During a pentest for a major cloud application company recently, we identified a pretty serious authentication and session management flaw. For some reason they were failing to invalidate their Auth Token and their web service could be spoofed quite easily, if an attacker figured out the steps to do so. Turns out that the PaaS platform that they were using had a flawed token expiration call that didn’t really invalidated the Auth Token, rendering the application vulnerable to spoofing and similar attacks. Then, in the same pentest, we found a serious flaw in their Crypto library as well. In an age of modular applications rife with large number of dependencies with their own set of dependencies, this is becoming the biggest problem that tech teams have to deal with. Security flaws in underlying libraries, server components (in an ever increasing stack) and other executables are causing much pain to technology teams.

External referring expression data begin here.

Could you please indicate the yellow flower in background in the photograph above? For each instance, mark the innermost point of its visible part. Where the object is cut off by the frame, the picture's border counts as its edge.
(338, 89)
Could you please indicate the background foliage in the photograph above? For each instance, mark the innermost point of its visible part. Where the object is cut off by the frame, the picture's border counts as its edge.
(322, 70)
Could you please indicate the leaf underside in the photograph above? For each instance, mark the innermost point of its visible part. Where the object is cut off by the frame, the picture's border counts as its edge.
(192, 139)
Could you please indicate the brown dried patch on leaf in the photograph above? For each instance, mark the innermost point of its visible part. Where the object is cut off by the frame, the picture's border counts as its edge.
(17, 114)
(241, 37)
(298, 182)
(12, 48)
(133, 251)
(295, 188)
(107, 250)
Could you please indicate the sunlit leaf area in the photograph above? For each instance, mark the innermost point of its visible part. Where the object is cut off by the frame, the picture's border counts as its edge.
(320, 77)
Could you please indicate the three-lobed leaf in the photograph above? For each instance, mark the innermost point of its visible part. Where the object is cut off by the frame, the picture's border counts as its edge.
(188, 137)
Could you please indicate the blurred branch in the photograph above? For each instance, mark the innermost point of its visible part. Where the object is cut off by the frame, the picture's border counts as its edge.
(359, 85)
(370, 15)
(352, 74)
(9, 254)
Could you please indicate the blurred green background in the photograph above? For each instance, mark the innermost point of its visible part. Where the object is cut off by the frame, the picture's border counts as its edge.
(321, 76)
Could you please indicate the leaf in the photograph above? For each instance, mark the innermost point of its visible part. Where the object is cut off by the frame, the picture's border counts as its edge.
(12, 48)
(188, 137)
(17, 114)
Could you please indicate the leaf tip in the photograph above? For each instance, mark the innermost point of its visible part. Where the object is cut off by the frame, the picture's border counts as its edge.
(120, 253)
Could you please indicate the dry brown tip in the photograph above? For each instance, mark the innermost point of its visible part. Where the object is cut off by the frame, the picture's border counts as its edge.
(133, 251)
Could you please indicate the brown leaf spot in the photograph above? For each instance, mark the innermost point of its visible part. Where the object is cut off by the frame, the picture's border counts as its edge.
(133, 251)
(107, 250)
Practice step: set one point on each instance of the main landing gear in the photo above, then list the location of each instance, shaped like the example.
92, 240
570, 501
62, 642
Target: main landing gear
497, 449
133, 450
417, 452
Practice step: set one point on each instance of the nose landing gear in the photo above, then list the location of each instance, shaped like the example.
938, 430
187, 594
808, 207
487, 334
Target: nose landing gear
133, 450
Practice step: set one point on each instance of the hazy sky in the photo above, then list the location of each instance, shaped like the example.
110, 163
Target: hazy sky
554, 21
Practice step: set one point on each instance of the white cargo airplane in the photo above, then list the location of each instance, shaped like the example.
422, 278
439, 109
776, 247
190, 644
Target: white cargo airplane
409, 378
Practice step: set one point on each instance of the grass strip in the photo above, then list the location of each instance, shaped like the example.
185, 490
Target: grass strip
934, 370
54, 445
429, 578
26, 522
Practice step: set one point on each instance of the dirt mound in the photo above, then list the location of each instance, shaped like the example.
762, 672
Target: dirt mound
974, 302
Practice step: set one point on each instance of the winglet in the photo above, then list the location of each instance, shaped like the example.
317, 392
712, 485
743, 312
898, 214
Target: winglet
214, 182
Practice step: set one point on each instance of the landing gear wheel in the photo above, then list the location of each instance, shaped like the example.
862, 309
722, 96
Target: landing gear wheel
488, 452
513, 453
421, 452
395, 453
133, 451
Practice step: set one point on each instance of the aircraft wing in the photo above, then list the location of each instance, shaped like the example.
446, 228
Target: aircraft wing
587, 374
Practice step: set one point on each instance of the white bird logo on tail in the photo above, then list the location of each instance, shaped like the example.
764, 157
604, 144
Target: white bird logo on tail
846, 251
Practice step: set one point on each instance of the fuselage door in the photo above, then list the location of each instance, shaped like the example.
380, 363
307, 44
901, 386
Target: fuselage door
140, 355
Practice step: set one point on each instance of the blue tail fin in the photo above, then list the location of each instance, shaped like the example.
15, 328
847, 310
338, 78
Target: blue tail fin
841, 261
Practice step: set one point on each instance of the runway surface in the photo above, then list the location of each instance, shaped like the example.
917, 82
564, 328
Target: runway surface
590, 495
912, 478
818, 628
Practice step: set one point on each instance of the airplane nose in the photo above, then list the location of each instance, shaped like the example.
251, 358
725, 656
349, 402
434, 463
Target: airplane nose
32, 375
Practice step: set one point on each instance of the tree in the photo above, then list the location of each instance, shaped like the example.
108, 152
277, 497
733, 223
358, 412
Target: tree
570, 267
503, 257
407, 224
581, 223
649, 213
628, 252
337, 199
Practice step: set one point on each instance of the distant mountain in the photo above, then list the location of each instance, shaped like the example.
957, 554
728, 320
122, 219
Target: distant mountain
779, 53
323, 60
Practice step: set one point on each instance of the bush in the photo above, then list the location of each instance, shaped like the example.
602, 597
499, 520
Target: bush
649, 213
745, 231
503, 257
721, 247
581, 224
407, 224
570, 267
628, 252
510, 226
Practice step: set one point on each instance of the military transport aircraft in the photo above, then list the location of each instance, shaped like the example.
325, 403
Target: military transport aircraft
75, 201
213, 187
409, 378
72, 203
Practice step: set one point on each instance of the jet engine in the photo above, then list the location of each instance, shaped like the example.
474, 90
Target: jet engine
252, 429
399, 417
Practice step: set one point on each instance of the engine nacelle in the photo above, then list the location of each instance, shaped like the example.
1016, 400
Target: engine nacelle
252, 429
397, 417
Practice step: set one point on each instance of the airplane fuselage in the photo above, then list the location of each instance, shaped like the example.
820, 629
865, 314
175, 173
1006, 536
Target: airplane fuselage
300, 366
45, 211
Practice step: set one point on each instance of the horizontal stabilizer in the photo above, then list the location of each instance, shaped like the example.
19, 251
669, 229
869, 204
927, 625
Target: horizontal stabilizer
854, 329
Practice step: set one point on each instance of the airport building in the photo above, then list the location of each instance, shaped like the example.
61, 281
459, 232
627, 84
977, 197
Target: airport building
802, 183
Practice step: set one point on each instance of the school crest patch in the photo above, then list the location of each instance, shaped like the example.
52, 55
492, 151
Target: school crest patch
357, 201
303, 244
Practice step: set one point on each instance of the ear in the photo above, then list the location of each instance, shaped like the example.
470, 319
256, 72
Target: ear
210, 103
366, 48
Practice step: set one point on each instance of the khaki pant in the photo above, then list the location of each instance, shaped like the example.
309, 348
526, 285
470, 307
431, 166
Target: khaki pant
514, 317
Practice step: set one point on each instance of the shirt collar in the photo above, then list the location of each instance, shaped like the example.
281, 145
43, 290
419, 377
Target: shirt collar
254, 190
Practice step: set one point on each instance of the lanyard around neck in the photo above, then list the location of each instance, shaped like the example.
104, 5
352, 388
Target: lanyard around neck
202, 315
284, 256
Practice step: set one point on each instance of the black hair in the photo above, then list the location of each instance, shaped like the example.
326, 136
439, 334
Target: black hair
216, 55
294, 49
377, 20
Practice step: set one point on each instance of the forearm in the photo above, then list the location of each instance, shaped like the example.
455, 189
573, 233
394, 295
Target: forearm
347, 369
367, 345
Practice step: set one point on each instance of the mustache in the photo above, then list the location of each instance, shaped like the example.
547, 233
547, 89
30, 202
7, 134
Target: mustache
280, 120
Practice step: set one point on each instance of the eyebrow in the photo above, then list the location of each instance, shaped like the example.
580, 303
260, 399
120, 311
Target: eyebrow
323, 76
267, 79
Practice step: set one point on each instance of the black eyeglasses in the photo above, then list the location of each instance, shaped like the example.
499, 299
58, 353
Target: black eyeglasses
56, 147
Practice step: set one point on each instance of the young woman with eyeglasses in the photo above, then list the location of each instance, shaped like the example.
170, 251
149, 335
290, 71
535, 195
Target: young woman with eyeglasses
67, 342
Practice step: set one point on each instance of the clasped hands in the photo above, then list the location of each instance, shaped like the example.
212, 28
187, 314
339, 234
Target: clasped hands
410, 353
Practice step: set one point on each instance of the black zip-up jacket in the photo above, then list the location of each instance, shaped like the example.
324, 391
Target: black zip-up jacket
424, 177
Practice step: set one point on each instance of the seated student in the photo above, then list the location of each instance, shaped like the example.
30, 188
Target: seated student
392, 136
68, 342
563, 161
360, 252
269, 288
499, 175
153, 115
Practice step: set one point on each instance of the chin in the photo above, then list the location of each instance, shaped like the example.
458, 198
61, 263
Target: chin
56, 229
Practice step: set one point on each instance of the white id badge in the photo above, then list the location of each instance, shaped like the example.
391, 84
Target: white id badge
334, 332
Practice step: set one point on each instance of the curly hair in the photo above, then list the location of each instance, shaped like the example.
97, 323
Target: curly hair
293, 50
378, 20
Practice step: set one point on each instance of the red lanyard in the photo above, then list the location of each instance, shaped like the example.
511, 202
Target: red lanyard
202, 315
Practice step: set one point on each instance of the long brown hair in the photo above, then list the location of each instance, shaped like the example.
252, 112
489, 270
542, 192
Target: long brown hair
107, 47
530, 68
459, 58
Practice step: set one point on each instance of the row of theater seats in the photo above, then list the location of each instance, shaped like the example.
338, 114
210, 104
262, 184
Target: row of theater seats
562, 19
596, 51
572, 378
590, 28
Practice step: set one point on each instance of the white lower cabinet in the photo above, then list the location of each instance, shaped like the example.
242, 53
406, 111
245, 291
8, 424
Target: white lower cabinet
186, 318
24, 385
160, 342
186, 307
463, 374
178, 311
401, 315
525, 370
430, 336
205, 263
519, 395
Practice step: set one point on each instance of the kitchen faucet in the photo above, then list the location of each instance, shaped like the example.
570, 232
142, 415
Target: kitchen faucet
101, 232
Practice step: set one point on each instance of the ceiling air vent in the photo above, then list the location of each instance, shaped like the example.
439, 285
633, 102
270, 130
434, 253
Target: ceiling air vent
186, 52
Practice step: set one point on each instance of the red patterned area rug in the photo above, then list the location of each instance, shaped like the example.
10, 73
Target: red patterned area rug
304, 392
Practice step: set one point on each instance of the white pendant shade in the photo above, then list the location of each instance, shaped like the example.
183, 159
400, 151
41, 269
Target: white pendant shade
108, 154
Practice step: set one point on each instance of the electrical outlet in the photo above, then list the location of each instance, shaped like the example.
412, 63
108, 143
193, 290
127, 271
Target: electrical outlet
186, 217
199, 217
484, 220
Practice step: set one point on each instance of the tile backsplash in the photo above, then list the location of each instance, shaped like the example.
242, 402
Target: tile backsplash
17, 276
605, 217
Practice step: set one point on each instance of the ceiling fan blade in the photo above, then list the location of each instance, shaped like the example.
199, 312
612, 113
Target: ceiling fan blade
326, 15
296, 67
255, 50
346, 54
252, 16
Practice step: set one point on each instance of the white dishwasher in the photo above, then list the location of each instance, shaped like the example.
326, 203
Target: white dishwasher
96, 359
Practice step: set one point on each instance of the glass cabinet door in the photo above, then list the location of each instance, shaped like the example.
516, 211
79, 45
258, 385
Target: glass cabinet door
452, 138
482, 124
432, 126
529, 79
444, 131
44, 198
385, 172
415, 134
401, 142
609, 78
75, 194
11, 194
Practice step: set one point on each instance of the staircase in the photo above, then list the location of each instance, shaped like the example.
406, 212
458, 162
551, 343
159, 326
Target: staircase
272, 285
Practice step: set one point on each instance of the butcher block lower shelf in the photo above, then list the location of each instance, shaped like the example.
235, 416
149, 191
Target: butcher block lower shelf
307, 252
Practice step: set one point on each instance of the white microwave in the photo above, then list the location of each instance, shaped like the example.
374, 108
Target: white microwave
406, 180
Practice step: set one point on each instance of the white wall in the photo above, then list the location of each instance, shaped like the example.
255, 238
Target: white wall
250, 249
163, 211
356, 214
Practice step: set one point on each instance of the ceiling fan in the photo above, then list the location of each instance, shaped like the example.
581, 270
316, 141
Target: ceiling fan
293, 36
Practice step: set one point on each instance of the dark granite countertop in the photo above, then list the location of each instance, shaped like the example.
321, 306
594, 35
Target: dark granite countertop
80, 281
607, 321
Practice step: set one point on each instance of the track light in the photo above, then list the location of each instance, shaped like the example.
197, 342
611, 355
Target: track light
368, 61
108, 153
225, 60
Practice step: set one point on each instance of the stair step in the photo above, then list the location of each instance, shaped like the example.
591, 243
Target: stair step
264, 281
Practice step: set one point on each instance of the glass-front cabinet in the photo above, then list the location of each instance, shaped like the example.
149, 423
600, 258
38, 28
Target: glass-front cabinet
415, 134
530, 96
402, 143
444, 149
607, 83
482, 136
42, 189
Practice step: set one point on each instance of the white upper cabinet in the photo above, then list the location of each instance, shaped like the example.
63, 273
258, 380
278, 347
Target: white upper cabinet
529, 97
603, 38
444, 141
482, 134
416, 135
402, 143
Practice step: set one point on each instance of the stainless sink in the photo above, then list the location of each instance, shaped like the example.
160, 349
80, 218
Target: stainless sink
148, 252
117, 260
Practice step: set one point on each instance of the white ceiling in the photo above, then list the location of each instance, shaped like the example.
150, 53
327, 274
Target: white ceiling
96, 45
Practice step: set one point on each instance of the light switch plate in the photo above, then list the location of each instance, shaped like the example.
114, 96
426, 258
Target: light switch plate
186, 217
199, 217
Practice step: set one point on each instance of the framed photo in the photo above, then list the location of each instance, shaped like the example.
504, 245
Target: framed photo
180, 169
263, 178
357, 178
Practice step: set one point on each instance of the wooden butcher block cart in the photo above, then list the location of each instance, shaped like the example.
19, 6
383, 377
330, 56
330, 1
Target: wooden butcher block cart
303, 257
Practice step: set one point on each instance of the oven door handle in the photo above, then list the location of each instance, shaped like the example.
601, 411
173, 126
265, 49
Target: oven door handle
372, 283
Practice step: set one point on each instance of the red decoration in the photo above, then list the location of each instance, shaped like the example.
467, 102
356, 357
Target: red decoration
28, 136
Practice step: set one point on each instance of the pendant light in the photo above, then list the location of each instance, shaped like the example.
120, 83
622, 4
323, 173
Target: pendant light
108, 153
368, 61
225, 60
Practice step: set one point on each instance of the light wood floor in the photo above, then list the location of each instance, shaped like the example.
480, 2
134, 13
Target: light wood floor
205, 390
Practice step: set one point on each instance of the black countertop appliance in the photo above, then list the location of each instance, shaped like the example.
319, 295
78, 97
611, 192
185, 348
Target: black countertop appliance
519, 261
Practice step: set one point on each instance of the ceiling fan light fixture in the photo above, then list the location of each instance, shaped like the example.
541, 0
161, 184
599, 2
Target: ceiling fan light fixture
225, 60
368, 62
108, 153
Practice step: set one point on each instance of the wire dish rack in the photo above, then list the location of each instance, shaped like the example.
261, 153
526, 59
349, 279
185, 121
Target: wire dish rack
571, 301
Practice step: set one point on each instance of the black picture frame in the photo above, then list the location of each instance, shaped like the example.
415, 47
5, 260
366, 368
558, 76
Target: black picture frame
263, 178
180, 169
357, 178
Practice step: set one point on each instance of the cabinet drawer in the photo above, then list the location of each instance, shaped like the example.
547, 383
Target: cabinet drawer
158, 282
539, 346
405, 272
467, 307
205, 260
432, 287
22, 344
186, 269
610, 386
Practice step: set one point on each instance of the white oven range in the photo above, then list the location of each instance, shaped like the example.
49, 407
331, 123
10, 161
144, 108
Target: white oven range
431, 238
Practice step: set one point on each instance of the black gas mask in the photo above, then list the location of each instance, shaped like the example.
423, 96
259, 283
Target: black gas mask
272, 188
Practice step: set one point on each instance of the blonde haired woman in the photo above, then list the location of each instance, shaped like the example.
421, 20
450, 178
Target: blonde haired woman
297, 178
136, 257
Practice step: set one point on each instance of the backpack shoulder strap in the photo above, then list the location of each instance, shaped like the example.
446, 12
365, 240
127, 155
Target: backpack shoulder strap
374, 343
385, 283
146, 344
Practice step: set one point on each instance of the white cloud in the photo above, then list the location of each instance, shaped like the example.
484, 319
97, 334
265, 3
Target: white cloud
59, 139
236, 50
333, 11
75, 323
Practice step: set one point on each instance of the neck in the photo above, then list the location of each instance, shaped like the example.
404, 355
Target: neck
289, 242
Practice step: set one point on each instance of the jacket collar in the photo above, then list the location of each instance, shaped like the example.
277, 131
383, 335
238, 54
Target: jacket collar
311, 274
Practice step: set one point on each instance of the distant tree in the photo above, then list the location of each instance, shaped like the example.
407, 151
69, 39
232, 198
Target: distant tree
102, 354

Unfortunately, there aren’t many great ways of addressing this other than certain customized solutions. We were shocked when we found that vulnerabilities in one client environment were cut by 65% when we implemented a security dependency management solution that we had developed for them. It became an integral part of their CI/CD process. Either way, the first way to tame the problem is to make an inventory and constantly update the inventory based on changes to the application. Luckily package managers and build tools provide functionality to extract and store this information for use. Once this is done, manual or automated investigative techniques must be used to identify and actively remediate security threats from dependencies.

“We have a tool”

I am in awe of marketing departments at some of these security companies. They make it sound like their product can find anything from SQL Injections to a needle in a 1 ton haystack. Their products are sold as a panacea to InfoSec and AppSec teams that are looking to solve their security problems with one or more of these tools. Unfortunately, these tools can’t find crypto bugs, business logic bugs, authorization bugs, authentication bugs, advanced SQLi bugs, Advanced XSS bugs, and mostly bugs with web services or slightly complex RIA frameworks. See where I am going with this? Tools are great, we all use them. I use them a lot, but I also understand that each app is different and tools can only help you with low-lying security flaws and point you in the right direction. Missing out on Manual testing or scripted manual testing is like missing out on the main course at the buffet. You’re going to remain hungry while someone else has your food. A very revealing statistic was when we integrated manual security testing into the CI/CD pipeline of one of our largest clients and they were able to identify and eliminate 100% of their critical and high vulnerabilities even before it went to Staging. Believe me when I say that there’s no better way to test an app as with a combination of manual and automated, that a purely automated tool can’t even come close to uncovering.